The results of molecular typing summarized in table 1 showed that the 8 PFGE type A isolates belonged to 2 clones: ST60-SCCmec-IV-t3935 (5 isolates) and ST194-SCCmec-IV-t6892 (3 isolates) whereas the PFGE type C (ST6-SCCmec-IV-t6269) and type D (ST1-SCCmec-V-t2962) isolates were homogeneous and had the same spa and sequence types. Based on the results of SCCmec typing, spa typing and MLST, 20 of the 22 MRSA isolates were classified as community-associated MRSA whereas 2 isolates, 1 ST239-SCCmec-III and 1 ST22-SCCmec-IV, were classified as healthcare-associated MRSA.

Discussion

The result that 20 of the 21 babies were colonized or infected with CA-MRSA mirrors recent global trends where CA-MRSA has become a major cause of infection and outbreaks in neonatal units [2,6,7]. Furthermore, the isolation of the CA-MRSA isolates from blood and other clinical materials in this study supports the argument for their involvement in colonization as well as invasive infections in neonates [3,20].

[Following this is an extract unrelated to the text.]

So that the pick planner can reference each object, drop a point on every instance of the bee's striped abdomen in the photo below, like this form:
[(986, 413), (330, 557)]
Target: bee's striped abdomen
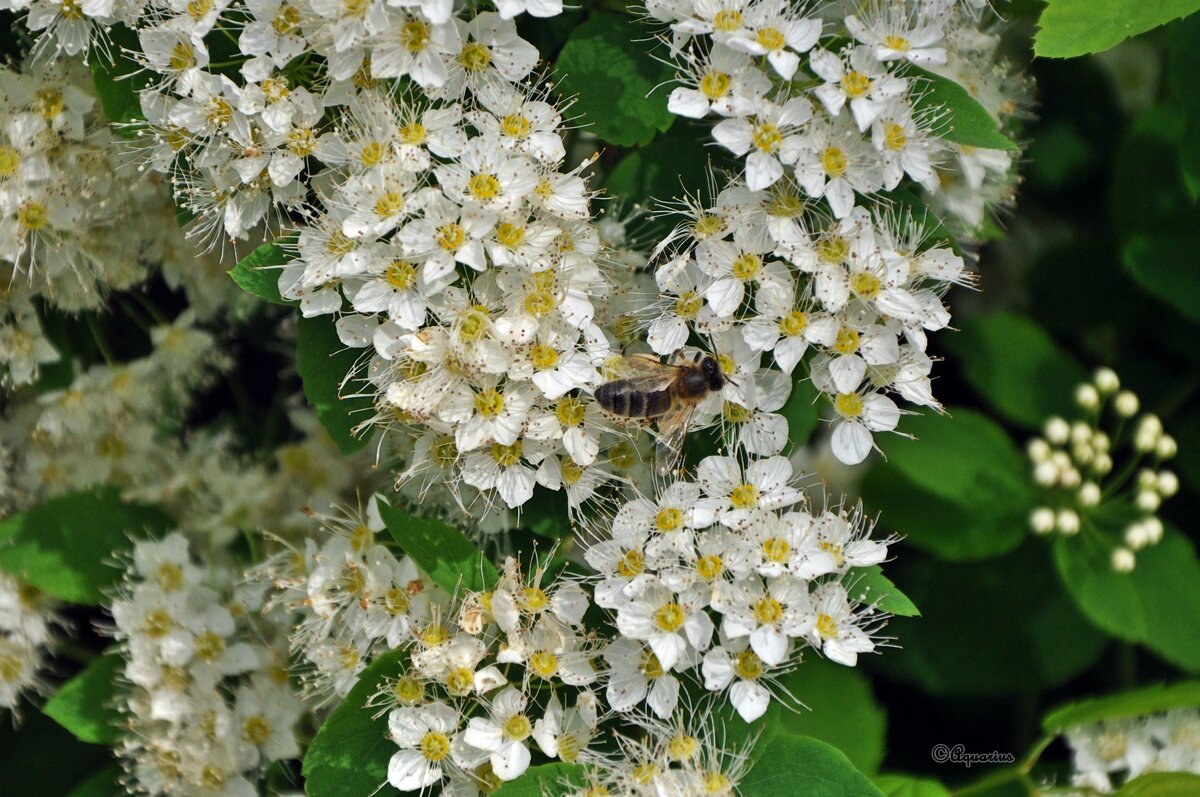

Previously CA-MRSA isolates were described as non-multiresistant MRSA because of their susceptibility to non-β-lactam agents [1]. Although most of the CA-MRSA isolates (11/20) in this study were non-multiresistant, 8 of them (40%) were multiresistant to non-β-lactam agents. Similarly, increasing numbers of CA-MRSA clones obtained at different centers are becoming multiresistant to antibacterial agents [21,22,23]. A remarkably high proportion (59%) of our isolates – spanning 6 genetic backgrounds – was resistant to trimethoprim. Our report, together with a recent report by Chen et al. [24] that 9% of CA-MRSA isolates obtained from children in Taiwan were trimethoprim-resistant, may signal an emerging trimethoprim resistance problem among CA-MRSA isolates.

The CA-MRSA isolates belonged to diverse genetic backgrounds, suggesting that they were acquired independently. However, the recovery of the ST60-SCCmec-IV, ST6-SCCmec-IV and ST194-SCCmec-IV isolates from many babies suggested that local transmission of these clones had also occurred in the unit. To the best of our knowledge, this is the first report of ST60-SCCmec-IV and ST194-SCCmec-IV CA-MRSA clones in a Kuwait hospital. Previous reports of CA-MRSA in Kuwait hospitals showed that 2 CA-MRSA clones (ST80-SCCmec-IV and ST30-SCCmec-IV) were dominant [23,25]. Significantly, in our study, neither of these 2 dominant clones was detected among the isolates from the Maternity Hospital. The absence of the ST60-SCCmec-IV and ST194-SCCmec-IV clones in the other hospitals in Kuwait diminishes the possibility that they originated from these hospitals and rather suggests that they were unique to the Maternity Hospital at this time.

Although the sources of the isolates were not investigated, the one mother that was sampled carried the same CA-MRSA strain as her baby, suggesting a mother-to-baby transmission. It is possible that some of the babies acquired their CA-MRSA from their mothers at birth as has been reported elsewhere [26]. Healthcare workers in the neonatal unit present a possible alternative source of the CA-MRSA isolates [27], but in our study, none of the healthcare workers was screened for carrying MRSA.

Conclusion

This study has highlighted the emergence of CA-MRSA, including novel ST60 and ST194 clones, with multiresistance and non-multiresistance phenotypes in the Maternity Hospital, Kuwait, which had previously been free of MRSA. There is, therefore, an urgent need to develop and implement a surveillance program to prevent the establishment of these clones and their spread to other units of the hospital.